Princess Anne leads Wren's centenary celebrations at National Memorial Arboretum

The Princess Royal has led celebrations in Staffordshire marking the centenary of the Association of the Women’s Royal Naval Service - known as the Wrens - and praising its “huge achievements”.

The start of the service at the National Memorial Arboretum
The start of the service at the National Memorial Arboretum

Princess Anne dedicated a ceremonial stone to those women who had served, and died, in service throughout the organisation’s history, at the National Memorial Arboretum, in Alrewas, on Tuesday.

After the event, in the WRNS Garden at the site, she chatted to groups of Wrens veterans who regaled her with stories from their time in uniform.

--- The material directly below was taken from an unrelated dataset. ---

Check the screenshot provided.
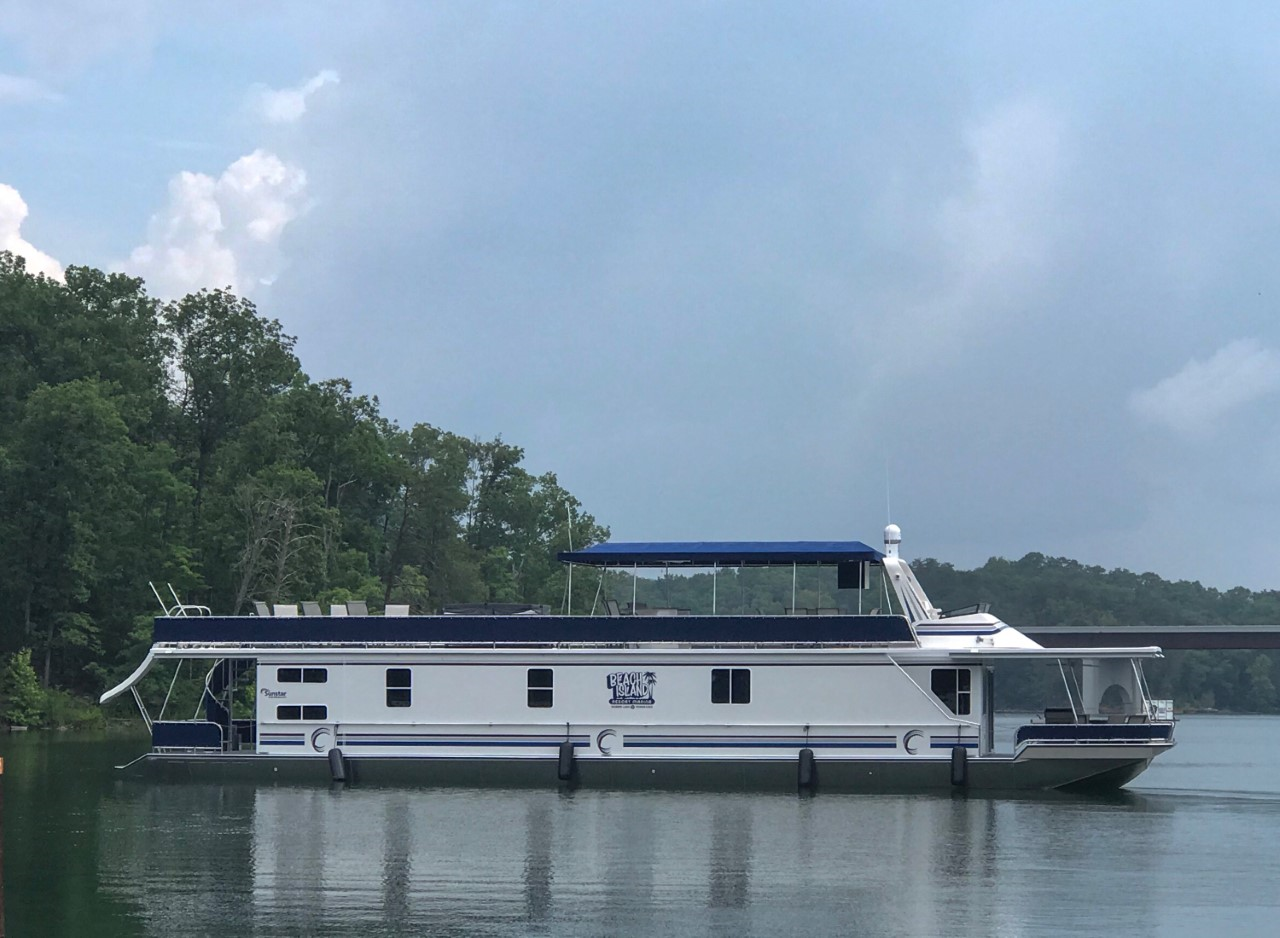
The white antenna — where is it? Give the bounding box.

The Wrens were first formed in 1917 for the First World War, to free up men for frontline action by serving in roles such as cooks, dispatch riders and sail-makers, disbanding in 1919.

Amanda Dearen, Lisa Snowden, Linda Mitchell, Vicki Taylor and Larraine Cox

The organisation was re-formed when hostilities broke out in the Second World War in 1939, reaching a peak of 74,000 officers and ratings.

The Wrens continued in the post-war period until they were amalgamated into the Royal Navy in 1993.

Following the First World War, the Association of Wrens was founded in 1920 by Dame Katherine Furse, to preserve the unit’s unique bonds of friendship formed between women in the Senior Service.

At the arboretum, the Wrens’ bond was remembered in the centenary celebrations - delayed for a year because of the global pandemic.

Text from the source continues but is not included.